TPE was performed by experienced neurointensivists via a central venous access catheter. The clinical response to TPE was rated with a scoring system introduced by Magaña et al. [6,17,18], which proposes three different response categories; these were no, mild, and good improvement. Patients in the first group showed no recovery at all or even deterioration of symptoms. Mild recovery was defined as “improvement in neurological status without impacting function”. Individuals with functionally relevant neurological recovery were considered to have a good improvement. We studied the outcome within six months from TPE. If patients were not seen regularly on follow-up at our center, we contacted individual patients or their caregivers to collect information on their recovery.

2.3. Statistical Analysis

All statistical analyses were conducted using IBM SPSS Version 21.0 (SPSS, Chicago, IL, USA).
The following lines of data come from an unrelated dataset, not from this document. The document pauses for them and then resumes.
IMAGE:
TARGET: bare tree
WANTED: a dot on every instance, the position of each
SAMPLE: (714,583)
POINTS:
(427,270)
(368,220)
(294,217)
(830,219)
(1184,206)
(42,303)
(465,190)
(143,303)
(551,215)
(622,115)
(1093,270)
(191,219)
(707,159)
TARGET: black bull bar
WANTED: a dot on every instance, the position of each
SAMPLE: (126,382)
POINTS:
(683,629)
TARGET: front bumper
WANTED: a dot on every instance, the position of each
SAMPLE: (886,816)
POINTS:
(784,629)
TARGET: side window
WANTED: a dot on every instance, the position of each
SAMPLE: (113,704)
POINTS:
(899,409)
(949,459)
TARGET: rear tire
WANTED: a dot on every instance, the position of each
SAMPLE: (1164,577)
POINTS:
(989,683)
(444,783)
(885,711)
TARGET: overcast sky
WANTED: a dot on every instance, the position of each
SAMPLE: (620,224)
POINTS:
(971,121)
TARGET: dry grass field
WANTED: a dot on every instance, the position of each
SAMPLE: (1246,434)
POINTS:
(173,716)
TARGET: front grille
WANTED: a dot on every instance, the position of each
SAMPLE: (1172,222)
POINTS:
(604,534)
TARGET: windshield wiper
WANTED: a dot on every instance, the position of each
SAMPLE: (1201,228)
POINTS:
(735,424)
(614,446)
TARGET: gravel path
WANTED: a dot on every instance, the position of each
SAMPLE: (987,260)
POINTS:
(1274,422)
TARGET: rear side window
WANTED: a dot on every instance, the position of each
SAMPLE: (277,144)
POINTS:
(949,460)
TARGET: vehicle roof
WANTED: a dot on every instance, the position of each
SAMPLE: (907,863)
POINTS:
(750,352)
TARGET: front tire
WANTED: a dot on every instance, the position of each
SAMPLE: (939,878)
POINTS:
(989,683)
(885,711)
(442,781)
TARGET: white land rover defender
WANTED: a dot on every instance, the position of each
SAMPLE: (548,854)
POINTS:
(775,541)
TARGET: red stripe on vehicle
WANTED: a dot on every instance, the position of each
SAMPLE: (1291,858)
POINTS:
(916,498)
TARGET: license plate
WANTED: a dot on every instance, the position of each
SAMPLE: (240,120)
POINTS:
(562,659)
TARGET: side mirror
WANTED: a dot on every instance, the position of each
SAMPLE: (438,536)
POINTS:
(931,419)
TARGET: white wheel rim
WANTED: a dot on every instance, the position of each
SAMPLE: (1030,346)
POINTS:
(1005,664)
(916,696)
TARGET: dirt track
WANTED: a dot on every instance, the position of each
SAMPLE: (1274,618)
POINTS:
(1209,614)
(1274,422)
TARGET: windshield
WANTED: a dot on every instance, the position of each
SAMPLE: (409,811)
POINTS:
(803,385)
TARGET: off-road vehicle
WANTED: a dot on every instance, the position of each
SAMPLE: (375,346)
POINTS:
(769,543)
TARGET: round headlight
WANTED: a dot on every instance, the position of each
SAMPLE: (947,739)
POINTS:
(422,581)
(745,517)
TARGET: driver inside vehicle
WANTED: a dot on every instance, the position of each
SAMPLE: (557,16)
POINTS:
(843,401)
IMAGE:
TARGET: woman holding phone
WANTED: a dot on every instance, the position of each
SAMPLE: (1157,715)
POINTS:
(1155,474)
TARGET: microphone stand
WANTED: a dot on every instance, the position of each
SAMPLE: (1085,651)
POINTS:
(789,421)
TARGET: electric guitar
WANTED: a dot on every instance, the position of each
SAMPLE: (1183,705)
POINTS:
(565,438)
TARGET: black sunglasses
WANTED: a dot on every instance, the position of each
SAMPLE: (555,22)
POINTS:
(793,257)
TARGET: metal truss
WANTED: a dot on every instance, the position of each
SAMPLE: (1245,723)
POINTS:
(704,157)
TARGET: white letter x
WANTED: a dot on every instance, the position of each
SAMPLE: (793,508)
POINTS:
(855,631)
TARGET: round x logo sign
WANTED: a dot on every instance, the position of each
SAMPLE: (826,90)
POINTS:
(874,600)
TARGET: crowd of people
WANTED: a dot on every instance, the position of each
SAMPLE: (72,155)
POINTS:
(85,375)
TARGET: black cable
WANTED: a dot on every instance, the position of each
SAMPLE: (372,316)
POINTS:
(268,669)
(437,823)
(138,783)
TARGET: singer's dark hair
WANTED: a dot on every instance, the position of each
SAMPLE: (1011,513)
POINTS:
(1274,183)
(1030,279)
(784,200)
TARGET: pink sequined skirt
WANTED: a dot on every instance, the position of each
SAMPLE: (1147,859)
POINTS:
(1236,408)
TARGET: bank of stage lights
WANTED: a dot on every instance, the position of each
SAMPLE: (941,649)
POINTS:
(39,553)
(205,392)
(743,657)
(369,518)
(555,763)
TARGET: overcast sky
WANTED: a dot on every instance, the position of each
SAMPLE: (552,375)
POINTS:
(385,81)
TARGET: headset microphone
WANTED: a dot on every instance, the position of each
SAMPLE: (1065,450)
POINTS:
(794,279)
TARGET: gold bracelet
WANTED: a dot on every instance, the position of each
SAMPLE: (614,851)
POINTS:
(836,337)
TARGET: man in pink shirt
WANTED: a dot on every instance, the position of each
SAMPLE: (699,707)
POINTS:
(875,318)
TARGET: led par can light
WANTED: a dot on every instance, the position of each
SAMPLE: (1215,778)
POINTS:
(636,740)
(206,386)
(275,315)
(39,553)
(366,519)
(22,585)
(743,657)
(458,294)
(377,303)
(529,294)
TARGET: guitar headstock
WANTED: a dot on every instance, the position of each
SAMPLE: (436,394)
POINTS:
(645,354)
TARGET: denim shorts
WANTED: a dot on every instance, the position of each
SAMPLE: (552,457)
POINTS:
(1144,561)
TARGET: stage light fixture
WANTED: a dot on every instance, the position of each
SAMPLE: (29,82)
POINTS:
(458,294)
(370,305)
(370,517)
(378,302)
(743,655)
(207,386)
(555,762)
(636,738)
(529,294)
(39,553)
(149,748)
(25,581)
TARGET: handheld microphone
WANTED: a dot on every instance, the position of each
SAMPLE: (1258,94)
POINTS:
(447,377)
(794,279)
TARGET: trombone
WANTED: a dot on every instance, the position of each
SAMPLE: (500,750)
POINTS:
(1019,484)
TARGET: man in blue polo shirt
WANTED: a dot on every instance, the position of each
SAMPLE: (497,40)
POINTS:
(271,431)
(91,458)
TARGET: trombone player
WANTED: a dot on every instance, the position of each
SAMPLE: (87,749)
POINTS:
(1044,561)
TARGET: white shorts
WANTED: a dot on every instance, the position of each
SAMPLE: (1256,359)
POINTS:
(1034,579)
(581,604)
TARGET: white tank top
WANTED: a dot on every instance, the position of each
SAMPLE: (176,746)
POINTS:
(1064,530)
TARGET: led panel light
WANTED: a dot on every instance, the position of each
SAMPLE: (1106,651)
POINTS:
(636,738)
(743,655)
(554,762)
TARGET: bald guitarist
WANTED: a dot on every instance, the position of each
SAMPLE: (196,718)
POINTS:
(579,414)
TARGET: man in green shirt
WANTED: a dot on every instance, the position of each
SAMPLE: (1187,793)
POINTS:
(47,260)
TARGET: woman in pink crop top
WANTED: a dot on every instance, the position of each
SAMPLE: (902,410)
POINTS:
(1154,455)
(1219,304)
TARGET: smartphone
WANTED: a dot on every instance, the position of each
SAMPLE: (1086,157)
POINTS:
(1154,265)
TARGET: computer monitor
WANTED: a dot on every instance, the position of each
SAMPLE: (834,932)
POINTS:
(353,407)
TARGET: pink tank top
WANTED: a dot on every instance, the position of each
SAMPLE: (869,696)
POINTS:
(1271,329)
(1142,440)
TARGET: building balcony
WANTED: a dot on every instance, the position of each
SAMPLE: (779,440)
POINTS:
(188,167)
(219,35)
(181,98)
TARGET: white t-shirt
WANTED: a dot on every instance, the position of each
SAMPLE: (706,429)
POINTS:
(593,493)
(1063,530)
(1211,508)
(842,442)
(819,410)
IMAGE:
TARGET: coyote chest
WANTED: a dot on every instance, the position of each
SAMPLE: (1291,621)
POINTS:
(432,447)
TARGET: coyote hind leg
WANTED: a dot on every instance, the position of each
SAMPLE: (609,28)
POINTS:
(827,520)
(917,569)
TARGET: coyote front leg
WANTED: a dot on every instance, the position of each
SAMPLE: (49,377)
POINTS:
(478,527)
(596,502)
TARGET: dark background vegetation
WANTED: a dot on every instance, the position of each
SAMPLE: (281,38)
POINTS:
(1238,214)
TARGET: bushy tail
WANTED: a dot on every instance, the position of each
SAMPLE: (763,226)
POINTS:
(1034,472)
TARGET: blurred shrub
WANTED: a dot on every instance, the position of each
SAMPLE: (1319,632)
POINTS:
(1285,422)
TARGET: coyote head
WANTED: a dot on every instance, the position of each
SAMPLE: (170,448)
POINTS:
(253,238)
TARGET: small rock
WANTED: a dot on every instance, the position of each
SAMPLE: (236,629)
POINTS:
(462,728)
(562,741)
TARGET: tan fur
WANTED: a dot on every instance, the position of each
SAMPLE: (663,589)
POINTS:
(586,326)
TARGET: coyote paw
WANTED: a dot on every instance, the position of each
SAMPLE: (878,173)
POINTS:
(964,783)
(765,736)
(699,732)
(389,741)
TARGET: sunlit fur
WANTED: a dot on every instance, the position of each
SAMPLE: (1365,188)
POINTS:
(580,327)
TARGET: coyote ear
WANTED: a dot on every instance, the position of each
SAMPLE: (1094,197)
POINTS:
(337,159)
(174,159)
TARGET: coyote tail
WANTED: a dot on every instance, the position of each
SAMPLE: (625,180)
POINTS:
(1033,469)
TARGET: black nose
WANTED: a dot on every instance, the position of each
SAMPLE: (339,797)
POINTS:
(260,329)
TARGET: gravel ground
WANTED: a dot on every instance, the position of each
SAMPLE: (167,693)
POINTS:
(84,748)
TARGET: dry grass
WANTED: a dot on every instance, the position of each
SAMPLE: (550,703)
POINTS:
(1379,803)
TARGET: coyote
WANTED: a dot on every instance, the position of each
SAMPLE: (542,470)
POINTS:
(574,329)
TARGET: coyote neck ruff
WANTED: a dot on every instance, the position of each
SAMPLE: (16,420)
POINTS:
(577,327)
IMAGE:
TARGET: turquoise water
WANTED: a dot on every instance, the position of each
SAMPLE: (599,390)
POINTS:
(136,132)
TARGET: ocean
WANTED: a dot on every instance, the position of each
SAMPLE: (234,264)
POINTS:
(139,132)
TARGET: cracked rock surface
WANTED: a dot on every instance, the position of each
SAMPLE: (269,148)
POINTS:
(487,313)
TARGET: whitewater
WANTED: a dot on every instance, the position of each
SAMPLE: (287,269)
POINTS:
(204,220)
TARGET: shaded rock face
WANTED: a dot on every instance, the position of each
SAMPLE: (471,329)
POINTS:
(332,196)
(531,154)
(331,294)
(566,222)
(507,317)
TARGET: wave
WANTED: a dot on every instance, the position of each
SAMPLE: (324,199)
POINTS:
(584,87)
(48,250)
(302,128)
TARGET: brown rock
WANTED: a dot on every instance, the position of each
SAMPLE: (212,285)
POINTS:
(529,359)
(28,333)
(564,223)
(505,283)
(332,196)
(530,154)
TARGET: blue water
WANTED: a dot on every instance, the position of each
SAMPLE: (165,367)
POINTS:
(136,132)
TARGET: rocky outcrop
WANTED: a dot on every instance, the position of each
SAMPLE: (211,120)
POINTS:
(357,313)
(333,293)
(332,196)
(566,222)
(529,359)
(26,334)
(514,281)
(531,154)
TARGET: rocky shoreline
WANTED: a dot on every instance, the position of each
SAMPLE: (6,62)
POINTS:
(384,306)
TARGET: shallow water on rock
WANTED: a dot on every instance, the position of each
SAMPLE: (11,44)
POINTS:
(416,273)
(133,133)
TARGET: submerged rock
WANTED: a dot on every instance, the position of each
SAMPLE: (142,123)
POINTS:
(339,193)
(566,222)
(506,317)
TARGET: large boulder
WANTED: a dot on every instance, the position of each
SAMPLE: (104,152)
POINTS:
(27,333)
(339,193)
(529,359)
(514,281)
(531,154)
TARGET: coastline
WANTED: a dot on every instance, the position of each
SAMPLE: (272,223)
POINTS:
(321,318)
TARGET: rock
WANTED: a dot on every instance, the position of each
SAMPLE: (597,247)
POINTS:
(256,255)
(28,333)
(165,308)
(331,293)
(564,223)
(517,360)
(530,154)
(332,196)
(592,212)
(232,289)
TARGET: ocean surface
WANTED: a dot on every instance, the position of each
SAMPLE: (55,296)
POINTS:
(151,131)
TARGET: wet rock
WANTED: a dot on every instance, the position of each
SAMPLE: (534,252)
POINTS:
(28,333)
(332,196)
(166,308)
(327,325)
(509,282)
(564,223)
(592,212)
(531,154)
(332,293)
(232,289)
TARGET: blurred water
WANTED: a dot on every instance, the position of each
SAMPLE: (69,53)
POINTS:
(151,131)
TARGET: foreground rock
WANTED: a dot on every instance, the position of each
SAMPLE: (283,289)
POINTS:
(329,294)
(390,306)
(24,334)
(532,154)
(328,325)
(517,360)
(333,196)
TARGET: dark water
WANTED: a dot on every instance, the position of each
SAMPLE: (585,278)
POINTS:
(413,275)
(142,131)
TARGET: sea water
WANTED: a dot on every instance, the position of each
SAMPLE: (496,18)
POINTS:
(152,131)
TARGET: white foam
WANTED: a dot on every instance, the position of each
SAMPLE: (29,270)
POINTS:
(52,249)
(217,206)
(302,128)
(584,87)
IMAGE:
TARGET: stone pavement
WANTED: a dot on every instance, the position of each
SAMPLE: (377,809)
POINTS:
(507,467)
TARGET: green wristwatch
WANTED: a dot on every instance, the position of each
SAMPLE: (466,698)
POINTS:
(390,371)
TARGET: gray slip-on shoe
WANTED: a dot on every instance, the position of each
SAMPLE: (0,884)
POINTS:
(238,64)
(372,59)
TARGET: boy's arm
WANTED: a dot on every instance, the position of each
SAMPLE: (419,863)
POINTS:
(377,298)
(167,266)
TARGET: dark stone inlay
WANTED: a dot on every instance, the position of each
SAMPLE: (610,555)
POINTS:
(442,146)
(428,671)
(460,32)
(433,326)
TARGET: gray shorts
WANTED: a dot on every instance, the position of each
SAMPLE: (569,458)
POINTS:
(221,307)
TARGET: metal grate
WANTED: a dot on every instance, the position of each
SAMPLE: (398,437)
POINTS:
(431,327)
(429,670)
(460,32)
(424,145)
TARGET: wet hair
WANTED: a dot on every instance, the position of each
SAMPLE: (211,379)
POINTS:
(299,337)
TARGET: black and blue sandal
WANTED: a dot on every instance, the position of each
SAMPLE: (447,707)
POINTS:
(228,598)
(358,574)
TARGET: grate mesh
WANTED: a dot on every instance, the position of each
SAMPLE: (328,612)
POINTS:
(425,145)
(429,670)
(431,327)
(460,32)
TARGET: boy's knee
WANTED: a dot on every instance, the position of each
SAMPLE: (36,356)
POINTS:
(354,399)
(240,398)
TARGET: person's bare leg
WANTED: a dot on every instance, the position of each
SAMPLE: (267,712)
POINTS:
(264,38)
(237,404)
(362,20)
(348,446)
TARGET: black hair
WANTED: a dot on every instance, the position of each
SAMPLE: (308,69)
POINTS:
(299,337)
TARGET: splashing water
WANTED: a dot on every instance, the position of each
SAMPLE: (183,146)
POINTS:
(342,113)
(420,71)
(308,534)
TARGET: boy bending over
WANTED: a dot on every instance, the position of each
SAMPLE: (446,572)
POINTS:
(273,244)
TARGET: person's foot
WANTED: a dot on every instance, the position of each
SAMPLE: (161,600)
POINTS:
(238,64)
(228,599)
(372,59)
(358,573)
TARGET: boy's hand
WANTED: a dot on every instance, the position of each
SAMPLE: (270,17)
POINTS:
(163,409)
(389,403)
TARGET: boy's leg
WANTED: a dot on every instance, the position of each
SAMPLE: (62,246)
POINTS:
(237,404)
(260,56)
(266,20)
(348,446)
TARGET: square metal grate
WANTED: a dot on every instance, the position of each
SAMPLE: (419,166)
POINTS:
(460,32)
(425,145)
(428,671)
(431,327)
Descriptive statistics for clinical, demographic, and outcome data are provided. We report the median (interquartile range, IQR) for continuous variables and frequency (percent) for categorical variables. Intergroup comparisons were performed using Fisher’s exact and Mann–Whitney U tests and one-way ANOVA where appropriate. All reported p-values were two-tailed and considered statistically significant at p < 0.05.

3. Results

3.1. Clinical and Demographic Characteristics

We identified a total of 40 patients with immune-mediated CNS disorders who underwent PLEX between 2003 and 2015. As shown in Figure 1, the most frequent condition was MS in 52.5% (n = 21), followed by AE in 30% (n = 12). The remaining disorders (summarized as “others” in the following) were CNS lupus (n = 3), optic neuritis (not otherwise specified, n = 2), ADEM (n = 1), and NMOSD (n = 1).
There was a general trend towards the increased utilization of TPE over time (Figure 2). Half (n = 20) of all patients received the treatment within the past four years, whereas in the period of 2003–2008, only eight patients were treated with TPE.
The majority of patients were women (n = 26, 65%). In detail, women were more frequent in the MS group (n = 15, 71%), and the group of “other” immune-mediated CNS disorders comprised entirely women (100%). Of note, there were more male patients in the AE group (n = 27, 67%).
The mean age of patients with MS was 35.5 (standard deviation (SD) of 9.4). TPE was used in this group as second-line therapy except in one patient where steroids were contraindicated, as shown in Table 1. The most frequent indication was optic neuritis (n = 9), followed by pyramidal tract symptoms (n = 6). The mean number of TPE courses was 5.1 (range of 2–9). There were single patients with eight and nine TPE cycles, respectively.
The mean age of patients with AE was 45.1 years (SD of 18.8), which was significantly higher than in MS (p = 0.03). The spectrum of clinical symptoms in patients with AE was broad, and the most frequent disturbances were psychiatric symptoms and epileptic seizures (Table 2). The average number of TPE cycles in patients with AE was 6.3 (SD of 2.7). Two patients had more than 10 cycles of TPE. In almost all patients, a prior treatment with intravenous immunoglobulins was performed. Some also received steroids prior to TPE. In the AE cohort (n = 12), eight (66%) patients had definite AE with positive antibodies (IgG for NMDA-R: n = 4, LGI1: n = 2, Ma 2: n = 1, and AMPA: n = 1). Six patients had inflammatory CSF and eight had pathologies on MRI. All except the patients with exclusively brainstem involvement developed neurocognitive signs, and seizures were common (60%). The four patients with anti-NMDAR-antibodies were women, two of whom had a histologically confirmed teratoma. All of the AE patients had additional treatments (surgery n = 4, steroids n = 5, IVIG n = 11, rituximab n = 2).
The mean age of patients with other autoimmune CNS disorders was 50.7 years (SD 18.1). The mean number of TPE cycles was 5.7 (SD 2.1). Further details are presented in Table 3.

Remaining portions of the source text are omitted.